Implementing such a closure is actually relatively straightforward. One first describes the structure of a flat file as an XML declaration, as in Babble [13] (Figure 4). This defines the variant parts of a typical line in /etc/services in the same way that Babble defines the variants in a terminal transaction stream. This declaration is used both to parse and regenerate the file during each editing transaction. Similar declarations could be used to constrain content in creating the proposed changes above, including listings of defaults.

<file fileName="services">
    <comment marker='#' />
    <var name='service'
         regexp="[A-Za-z0-9_-]+" />
    <var name='port'
         regexp='[0-9]+' />
    <var name='proto'/>
    <whitespace />
    <var name='alias'
         optional="true" />
    <var name='comment'
         optional="true" />

Figure 4: Declaring database structure of the services file.

Prototype Status

This is the most evolved of all the prototypes, and is fully functional. It is currently implemented as a single Perl script with a command-line interface. A second configuration file can bind particular structural configurations to the various files in /etc (though at present, only the /etc/services interface has been extensively tested).


File-editing is a necessary process, but a poor level at which to form a really strong useful closure. Some part of a closure must understand more than the syntax of the file. Basing one's whole strategy upon editing, as in Cfengine, does not form strong closures, even if the editing itself is strongly closed as above. More constraints are required than pure syntax can provide.

Constrained Editing

The second prototype implements an interactive web-based editor for configuration files that understands structural limits of each kind of file. The editor makes it possible to add any legal entry to the file according to a predeclared policy, but prevents adding any illegal entries to the file.

Figure 5: Editing a flat file via XML.

<xmft:file path="/etc/services">
  <xmft:repeat sorted-by="port" keys="service:port+prot" name="lines">
      <xmft:var type="string" desc="service name" name="service">
        This is the service name. This should correspond to the same
        service in inetd.conf.
      <xmft:var type="integer" desc="ip port number" name="port">
        This is the Internet Port number of a service. The pair of
        port number and protocol must be unique in the file.
      <xmft:choice type="protocol name" name="prot">
        <xmft:var type="string" desc="protocol alias" name="alias">
        <xmft:var type="string" name="comment">
          This is a comment describing the service defined by this line

Figure 6: Declaring variant structure of the services file.
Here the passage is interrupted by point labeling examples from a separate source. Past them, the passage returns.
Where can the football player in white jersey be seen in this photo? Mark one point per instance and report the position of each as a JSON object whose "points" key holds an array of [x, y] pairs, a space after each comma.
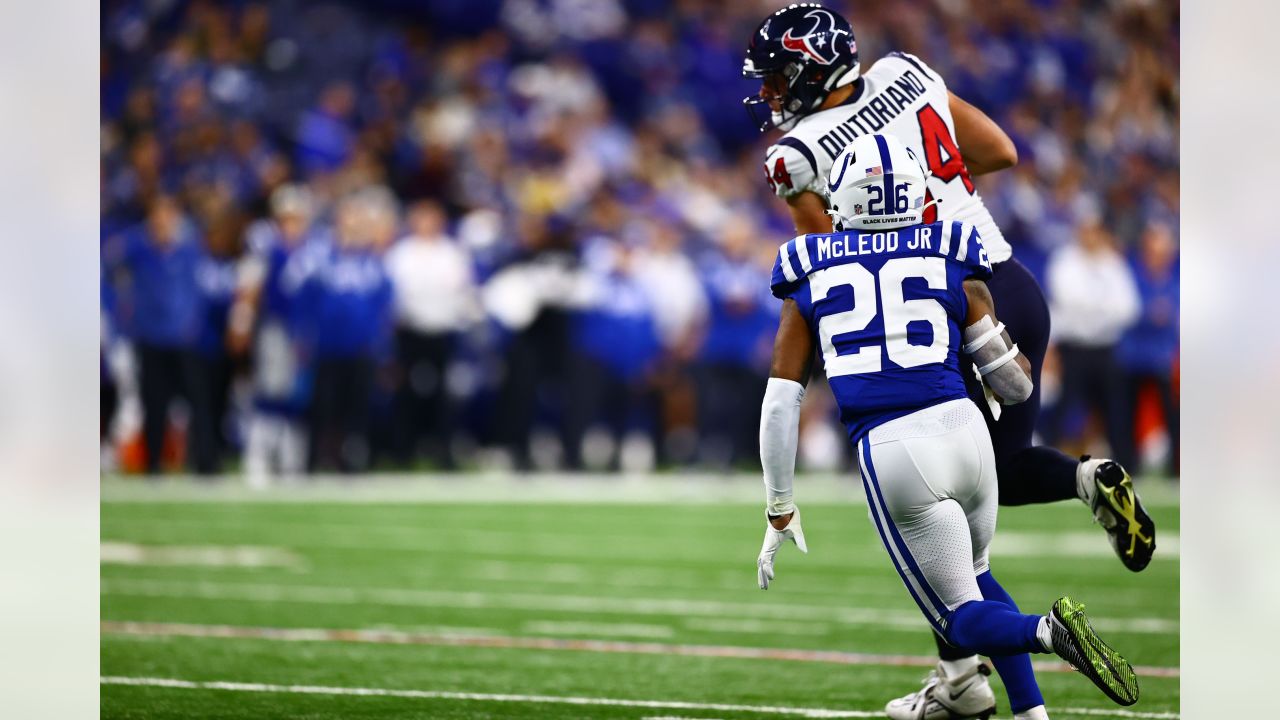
{"points": [[813, 90]]}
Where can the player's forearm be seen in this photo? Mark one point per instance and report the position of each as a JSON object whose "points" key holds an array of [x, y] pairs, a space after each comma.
{"points": [[809, 213], [986, 147], [780, 436]]}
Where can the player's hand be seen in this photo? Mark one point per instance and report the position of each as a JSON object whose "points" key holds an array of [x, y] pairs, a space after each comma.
{"points": [[773, 538]]}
The parser is configured to edit a particular kind of file by specifying the constraints upon the file in XML, using a syntax again similar to that of BABBLE [13] but more complex than that for the flat-file configurator above (FFC). For /etc/services, the constraint file is shown in Figure 6. The var fields describe variant text, while the repeat, optional, choice, and text elements have the obvious meanings. The comments in each kind of variable are a description provided to the user as help text. While this file may seem complex, it is nothing more than a detailed and highly documented regular expression! It says that a services file consists of services entries, one per line, where each line consists of a service name, a port, a forward slash, a protocol name, and optionally a list of aliases and/or a comment.

Using this declaration, the parser converts the flat format of the source file to XML. The /etc/services source file:

ssh 22/tcp ssh-2 ssh2 # secure shell
telnet 23/tcp ncsa-telnet
is translated into the XML in Figure 7. It is upon this intermediate form that editing takes place. There is presently one design flaw in the prototype: if no alias exists when the initial record is created, none can be added.

The editing process is a web-based CGI script that presents editing options as pulldown menus and text fields (Figure 8). One can change or add fields by pressing the appropriate buttons or changing values and pressing "write."

Prototype Status

Currently, the only fully implemented part is the CGI-based editor for XML. The translators to and from XML are not yet implemented, though the translator into XML is almost identical with that for FFC above, and the XSLT for generating output is almost identical to that of Finke [23]. Thus we had high confidence in our future ability to implement these, and left them undone in this proof-of-concept prototype.

Figure 8: HTML editing form for services file.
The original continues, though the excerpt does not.